Event summary combining transcript, slides, and related documents.

Logotype for Humana Inc

Q1 2025 earnings summary

27 Dec, 2025

Executive summary

  • Q1 2025 net income rose to $1.2 billion ($10.30 per diluted share), up from $0.7 billion ($6.11 per share) in Q1 2024, driven by improved benefit and operating cost ratios, and value creation initiatives.

  • Q1 2025 Adjusted EPS was $11.58, with full-year 2025 Adjusted EPS guidance reaffirmed at approximately $16.25.

  • Revenues increased 8.4% year-over-year to $32.1 billion, with premiums revenue up 8.0% and services revenue up 25.6%, reflecting higher Medicare premiums and primary care growth.

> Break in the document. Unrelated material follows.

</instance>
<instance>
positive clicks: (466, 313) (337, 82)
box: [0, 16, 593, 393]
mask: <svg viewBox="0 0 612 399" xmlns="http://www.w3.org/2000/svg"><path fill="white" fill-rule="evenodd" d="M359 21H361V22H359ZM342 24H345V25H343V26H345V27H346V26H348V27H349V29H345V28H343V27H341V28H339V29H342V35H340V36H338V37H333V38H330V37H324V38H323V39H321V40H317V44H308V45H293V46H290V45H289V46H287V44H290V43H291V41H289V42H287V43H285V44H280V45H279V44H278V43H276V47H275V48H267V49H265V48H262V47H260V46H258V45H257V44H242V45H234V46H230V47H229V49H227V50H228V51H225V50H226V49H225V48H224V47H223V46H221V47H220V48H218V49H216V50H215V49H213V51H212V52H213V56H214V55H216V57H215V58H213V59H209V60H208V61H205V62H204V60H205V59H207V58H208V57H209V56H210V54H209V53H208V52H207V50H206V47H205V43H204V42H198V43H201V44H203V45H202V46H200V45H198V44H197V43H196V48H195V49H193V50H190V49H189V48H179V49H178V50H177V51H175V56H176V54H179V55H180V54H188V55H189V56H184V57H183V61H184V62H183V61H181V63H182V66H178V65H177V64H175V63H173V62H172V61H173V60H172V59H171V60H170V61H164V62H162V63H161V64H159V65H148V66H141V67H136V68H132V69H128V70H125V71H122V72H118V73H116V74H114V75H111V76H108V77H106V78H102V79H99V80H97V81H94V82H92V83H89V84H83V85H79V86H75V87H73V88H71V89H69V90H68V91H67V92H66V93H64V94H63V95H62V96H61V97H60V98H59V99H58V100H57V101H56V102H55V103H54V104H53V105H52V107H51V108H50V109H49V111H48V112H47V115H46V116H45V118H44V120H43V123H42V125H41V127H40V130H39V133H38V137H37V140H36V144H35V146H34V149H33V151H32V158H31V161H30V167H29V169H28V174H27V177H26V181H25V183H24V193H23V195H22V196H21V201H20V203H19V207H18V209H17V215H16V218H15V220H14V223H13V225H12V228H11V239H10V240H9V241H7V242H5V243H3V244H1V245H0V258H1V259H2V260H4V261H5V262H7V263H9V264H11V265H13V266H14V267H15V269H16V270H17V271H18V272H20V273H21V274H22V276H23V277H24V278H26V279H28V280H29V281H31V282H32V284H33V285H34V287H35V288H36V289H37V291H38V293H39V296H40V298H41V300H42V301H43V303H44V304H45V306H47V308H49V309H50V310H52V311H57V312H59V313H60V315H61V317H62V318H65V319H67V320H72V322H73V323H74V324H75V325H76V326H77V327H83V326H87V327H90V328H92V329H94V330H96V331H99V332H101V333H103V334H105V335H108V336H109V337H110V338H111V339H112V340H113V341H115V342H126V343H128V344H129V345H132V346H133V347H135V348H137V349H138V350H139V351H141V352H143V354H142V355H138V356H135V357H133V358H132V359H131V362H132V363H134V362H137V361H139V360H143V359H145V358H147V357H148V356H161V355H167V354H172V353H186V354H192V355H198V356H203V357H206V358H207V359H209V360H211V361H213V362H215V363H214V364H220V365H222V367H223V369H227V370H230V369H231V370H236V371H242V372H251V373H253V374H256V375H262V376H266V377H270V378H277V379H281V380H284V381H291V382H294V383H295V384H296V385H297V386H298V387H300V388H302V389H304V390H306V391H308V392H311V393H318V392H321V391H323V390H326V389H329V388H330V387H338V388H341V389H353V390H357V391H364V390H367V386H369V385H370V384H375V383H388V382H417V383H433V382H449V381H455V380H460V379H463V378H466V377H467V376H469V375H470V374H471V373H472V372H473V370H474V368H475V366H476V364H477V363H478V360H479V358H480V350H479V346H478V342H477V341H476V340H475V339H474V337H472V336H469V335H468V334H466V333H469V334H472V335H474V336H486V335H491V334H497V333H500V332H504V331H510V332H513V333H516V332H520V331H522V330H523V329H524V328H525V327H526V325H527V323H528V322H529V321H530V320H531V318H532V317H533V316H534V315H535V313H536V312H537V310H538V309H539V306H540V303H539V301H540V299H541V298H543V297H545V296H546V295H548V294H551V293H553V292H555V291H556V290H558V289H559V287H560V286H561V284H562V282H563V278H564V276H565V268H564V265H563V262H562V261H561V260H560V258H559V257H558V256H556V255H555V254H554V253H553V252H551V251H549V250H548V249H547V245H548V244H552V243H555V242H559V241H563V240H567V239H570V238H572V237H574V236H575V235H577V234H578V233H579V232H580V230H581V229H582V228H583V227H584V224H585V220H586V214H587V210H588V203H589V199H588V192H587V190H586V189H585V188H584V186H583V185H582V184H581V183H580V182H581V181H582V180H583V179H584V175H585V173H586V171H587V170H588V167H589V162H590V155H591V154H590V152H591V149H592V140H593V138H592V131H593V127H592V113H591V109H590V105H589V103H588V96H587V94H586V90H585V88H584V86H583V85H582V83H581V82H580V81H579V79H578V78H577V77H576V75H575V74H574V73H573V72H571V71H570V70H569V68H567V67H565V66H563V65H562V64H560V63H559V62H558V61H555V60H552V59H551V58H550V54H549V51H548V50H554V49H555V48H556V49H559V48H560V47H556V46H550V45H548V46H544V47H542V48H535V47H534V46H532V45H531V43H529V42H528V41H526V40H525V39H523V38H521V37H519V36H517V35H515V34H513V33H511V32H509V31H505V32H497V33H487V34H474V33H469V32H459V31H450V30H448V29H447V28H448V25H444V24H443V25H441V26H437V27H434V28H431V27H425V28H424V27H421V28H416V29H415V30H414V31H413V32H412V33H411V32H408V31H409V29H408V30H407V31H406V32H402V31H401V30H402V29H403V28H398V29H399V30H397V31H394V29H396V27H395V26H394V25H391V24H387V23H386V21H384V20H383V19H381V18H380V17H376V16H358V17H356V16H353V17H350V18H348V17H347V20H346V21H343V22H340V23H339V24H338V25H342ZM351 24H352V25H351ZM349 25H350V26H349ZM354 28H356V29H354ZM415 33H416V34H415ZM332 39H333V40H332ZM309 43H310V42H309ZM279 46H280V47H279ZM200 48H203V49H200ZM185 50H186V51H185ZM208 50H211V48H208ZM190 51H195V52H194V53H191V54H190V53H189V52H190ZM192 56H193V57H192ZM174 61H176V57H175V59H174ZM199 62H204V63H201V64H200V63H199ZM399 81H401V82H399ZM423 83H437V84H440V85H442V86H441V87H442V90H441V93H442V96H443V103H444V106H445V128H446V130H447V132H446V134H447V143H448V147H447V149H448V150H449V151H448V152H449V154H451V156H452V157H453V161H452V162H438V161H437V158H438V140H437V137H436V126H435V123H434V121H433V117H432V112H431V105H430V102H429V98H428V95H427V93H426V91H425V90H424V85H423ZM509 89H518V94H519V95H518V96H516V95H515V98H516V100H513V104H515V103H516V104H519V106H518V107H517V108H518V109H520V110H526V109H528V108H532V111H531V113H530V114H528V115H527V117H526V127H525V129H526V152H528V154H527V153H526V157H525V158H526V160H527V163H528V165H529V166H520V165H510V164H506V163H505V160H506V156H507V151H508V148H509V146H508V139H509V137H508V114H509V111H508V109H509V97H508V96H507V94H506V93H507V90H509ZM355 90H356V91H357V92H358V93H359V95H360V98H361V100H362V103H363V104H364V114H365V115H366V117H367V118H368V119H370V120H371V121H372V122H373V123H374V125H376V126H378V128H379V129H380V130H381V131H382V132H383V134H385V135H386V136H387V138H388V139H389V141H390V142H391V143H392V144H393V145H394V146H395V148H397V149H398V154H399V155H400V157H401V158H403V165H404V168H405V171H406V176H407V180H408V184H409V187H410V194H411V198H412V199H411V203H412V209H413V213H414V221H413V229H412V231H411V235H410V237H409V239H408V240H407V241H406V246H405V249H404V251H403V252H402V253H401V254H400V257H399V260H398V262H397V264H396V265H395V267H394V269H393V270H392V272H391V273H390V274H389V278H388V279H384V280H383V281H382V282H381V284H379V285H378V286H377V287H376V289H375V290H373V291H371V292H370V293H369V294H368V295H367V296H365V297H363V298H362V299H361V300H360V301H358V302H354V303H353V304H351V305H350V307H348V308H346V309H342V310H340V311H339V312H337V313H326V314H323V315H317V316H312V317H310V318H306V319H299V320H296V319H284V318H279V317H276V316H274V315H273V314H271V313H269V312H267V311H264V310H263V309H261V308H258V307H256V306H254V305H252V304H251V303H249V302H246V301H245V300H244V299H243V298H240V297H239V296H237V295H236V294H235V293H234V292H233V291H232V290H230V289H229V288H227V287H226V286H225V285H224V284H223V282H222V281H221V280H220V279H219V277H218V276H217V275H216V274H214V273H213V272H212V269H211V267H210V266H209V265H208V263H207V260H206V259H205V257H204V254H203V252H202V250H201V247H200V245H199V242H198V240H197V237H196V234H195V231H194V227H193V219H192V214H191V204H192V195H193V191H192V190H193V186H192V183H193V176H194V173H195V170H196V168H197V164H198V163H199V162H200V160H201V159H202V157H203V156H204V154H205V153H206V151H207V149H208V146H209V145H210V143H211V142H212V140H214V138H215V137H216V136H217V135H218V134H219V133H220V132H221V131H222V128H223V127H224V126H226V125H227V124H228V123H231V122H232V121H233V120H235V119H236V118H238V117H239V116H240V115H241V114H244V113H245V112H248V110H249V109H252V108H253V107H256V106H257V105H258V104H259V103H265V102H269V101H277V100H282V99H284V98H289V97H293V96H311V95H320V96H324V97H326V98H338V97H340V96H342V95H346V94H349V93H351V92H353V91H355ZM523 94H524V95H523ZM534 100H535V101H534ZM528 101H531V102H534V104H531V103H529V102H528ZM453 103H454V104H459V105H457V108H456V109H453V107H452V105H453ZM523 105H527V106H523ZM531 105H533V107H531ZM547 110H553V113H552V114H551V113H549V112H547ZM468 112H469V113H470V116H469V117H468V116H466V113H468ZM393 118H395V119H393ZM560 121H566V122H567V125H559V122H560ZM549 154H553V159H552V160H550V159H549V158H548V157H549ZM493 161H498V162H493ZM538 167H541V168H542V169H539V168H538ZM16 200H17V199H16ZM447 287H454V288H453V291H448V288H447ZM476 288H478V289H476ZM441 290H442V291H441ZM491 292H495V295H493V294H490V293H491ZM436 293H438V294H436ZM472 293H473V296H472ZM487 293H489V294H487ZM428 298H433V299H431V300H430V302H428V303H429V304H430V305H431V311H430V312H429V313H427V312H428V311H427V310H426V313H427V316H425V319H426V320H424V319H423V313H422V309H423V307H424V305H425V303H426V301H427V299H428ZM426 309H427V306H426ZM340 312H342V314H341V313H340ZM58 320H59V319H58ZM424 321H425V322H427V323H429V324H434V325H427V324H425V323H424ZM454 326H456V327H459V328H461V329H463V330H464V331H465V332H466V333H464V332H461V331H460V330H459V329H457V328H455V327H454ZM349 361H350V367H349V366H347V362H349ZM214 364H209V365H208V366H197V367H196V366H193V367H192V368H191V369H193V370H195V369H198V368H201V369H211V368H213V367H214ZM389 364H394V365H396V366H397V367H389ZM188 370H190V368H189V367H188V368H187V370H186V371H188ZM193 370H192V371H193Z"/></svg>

  • Exited certain unprofitable Medicare Advantage plans and counties, impacting membership but improving profitability; expects individual Medicare Advantage membership decline of about 550,000.

  • CenterWell Pharmacy selected as fulfillment partner for NovoCare's weight loss medication for cash pay customers.

Financial highlights

  • Q1 2025 consolidated pretax income was $1,691M (GAAP) and $1,893M (Adjusted), up from $1,014M and $1,191M in Q1 2024, respectively.

  • Premiums revenue grew by $2.3 billion to $30.5 billion, mainly due to higher per member Medicare and state-based contract premiums, and membership growth in stand-alone PDP and state-based contracts.

  • Services revenue increased by $272 million to $1.3 billion, driven by primary care business growth.

  • Insurance segment income from operations (Adjusted) was $1,578M in Q1 2025, up from $903M in Q1 2024.

  • Cash and cash equivalents increased to $4.3 billion at March 31, 2025, from $2.2 billion at year-end 2024.

Outlook and guidance

  • Full-year 2025 Adjusted EPS guidance reaffirmed at approximately $16.25; GAAP EPS guidance revised to $14.68.

  • Insurance segment benefit ratio guidance for FY 2025 remains at 90.1% to 90.5%.

  • Earnings expected to be front-loaded in 2025 due to IRA, with higher Q1 and lower subsequent quarters.

  • Management believes current cash balances, investment securities, operating cash flows, and available credit provide adequate resources for ongoing operations, expansion, and capital needs for at least the next twelve months.

  • Targeting a return to 3% MA margin by 2027, contingent on Stars outcomes.